Later that night, Peggy’s husband, Stan, who is away on a business trip, becomes worried when Peggy fails to answer the phone and asks his neighbors to check on her. When the neighbors enter the Blankenship home, they discover blood in the bathroom and Peggy’s infant daughter crying in her crib. Eventually, they make their way into the utility room, where they find Peggy’s bloodied and mutilated body. It is revealed that she was struck with an axe more than forty times.

The police begin questioning various persons of interest, including Stan, who confesses to having had an affair with Candy prior to the murder. When questioned, she admits to the affair but says their relationship ended mutually. Detectives notice inconsistencies in Candy’s story, as well as matching bloody prints from the crime scene, and eventually come to believe she committed the murder. After an intense interrogation, Candy and her husband hire attorney Ed Reivers.

As the investigation intensifies, Candy confesses to Ed that she murdered Peggy, but in self-defense, and subsequently turns herself into the police. Desperate to build a defense and to uncover how Candy was able to calmly resume her daily life after the killing, he has Candy undergo hypnosis. During the session, she recovers a repressed childhood memory in which she was rushed to the emergency room after an accident, where her mother forced her to be quiet as she was screaming in pain.
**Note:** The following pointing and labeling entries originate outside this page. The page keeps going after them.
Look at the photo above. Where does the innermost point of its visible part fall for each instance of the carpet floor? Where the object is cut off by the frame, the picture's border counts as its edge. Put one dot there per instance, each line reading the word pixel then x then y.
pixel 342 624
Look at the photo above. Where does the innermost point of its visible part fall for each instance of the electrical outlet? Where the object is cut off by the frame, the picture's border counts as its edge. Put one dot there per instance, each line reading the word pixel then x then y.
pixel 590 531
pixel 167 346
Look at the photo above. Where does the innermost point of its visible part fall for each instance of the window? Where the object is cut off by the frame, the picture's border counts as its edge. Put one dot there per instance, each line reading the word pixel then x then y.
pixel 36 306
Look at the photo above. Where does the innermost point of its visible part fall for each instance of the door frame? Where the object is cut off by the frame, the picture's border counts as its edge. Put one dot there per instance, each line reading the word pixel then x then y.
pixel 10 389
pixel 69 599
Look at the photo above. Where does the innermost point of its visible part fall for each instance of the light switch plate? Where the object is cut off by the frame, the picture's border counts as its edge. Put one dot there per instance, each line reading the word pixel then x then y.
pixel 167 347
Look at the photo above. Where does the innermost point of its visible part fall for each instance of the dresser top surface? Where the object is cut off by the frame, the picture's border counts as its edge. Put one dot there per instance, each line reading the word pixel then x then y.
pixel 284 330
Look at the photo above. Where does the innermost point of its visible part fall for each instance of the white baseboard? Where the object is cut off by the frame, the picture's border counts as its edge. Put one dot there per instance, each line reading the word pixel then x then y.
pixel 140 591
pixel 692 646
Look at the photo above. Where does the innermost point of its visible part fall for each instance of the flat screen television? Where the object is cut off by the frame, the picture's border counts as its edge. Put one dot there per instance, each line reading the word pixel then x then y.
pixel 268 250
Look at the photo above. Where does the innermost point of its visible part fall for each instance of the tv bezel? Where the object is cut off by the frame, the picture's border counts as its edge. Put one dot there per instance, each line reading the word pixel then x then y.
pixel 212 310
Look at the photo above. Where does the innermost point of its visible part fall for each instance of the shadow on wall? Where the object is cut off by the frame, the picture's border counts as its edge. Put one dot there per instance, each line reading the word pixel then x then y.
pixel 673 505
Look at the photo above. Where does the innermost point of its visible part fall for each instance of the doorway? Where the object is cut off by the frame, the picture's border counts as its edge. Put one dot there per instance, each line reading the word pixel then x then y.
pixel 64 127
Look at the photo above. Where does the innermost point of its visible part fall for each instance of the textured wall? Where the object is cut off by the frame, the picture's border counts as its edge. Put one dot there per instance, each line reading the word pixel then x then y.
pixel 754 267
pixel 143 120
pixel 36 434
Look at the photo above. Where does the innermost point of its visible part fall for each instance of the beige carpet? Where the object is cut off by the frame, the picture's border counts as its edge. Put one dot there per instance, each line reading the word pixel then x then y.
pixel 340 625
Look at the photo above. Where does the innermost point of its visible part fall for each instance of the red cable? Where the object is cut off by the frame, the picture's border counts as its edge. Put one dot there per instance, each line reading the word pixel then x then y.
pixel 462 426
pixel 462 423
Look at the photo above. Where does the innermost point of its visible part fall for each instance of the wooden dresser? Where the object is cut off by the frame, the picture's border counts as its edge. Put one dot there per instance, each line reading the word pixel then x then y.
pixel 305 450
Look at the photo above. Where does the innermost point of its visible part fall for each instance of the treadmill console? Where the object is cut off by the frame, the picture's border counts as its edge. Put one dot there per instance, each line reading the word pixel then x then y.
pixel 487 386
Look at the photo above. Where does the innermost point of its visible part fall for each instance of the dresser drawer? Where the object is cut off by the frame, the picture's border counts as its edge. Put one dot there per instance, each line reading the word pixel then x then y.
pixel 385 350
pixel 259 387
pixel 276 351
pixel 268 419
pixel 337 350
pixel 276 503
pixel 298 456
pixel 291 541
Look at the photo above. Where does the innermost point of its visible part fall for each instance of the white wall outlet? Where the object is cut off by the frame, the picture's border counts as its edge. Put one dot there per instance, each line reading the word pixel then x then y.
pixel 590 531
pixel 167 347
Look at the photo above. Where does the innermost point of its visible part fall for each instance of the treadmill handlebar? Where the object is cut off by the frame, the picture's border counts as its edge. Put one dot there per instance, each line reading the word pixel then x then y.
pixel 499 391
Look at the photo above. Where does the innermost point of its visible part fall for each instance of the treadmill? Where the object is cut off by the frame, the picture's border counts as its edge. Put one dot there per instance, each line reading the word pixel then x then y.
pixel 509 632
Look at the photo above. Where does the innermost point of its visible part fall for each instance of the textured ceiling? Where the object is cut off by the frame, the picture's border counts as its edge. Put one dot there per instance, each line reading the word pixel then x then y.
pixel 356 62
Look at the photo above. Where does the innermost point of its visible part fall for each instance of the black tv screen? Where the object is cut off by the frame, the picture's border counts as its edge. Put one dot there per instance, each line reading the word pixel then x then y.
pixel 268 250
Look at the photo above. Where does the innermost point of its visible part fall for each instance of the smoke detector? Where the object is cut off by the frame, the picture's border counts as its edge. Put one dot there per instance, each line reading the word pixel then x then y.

As the trial ensues, Ed becomes concerned with Candy’s flat affect and feels that her lack of emotion will negatively affect the outcome of the case. He has Candy testify on the witness stand, and the events of the murder are shown from her point of view:

Candy arrives at Peggy’s home to ask if Meg can spend the night and go to the movies. Peggy agrees, and the two share a pleasant conversation. Peggy abruptly asks Candy if she is having an affair with Stan, and Candy reluctantly admits to it but assures her their relationship has been over for a long time. Peggy briefly leaves the room and returns with an axe and orders Candy not to see Stan again. As Candy prepares to leave, she goes to the utility room to get Meg’s swimsuit, where Peggy ambushes her with the axe. The two engage in a violent struggle. Candy manages to overpower Peggy and hits her with the axe repeatedly. She then showers in the bathroom and leaves.

After recounting the events, Ed, in an effort to make Candy express emotion, deliberately produces the axe in front of her, causing her to cry and scream hysterically. Candy is found not guilty, which outrages several people in the courtroom. After her acquittal, Candy struggles to move on with her life.

==Cast==
- Barbara Hershey as Candy Morrison (based on Candy Montgomery)
- Lee Garlington as Peggy Blankenship
- Brian Dennehy as Ed Reivers
- Richard Gilliland as Ed Morrison
- John Terry as Stan Blankenship
- Hal Holbrook as Dr. Beardsley

== Production ==
The exteriors of the Morrisons' home and the Blankenships' home were filmed at 3925 Merriman Drive and 3905 Grifbrick Drive in Plano, Texas, respectively.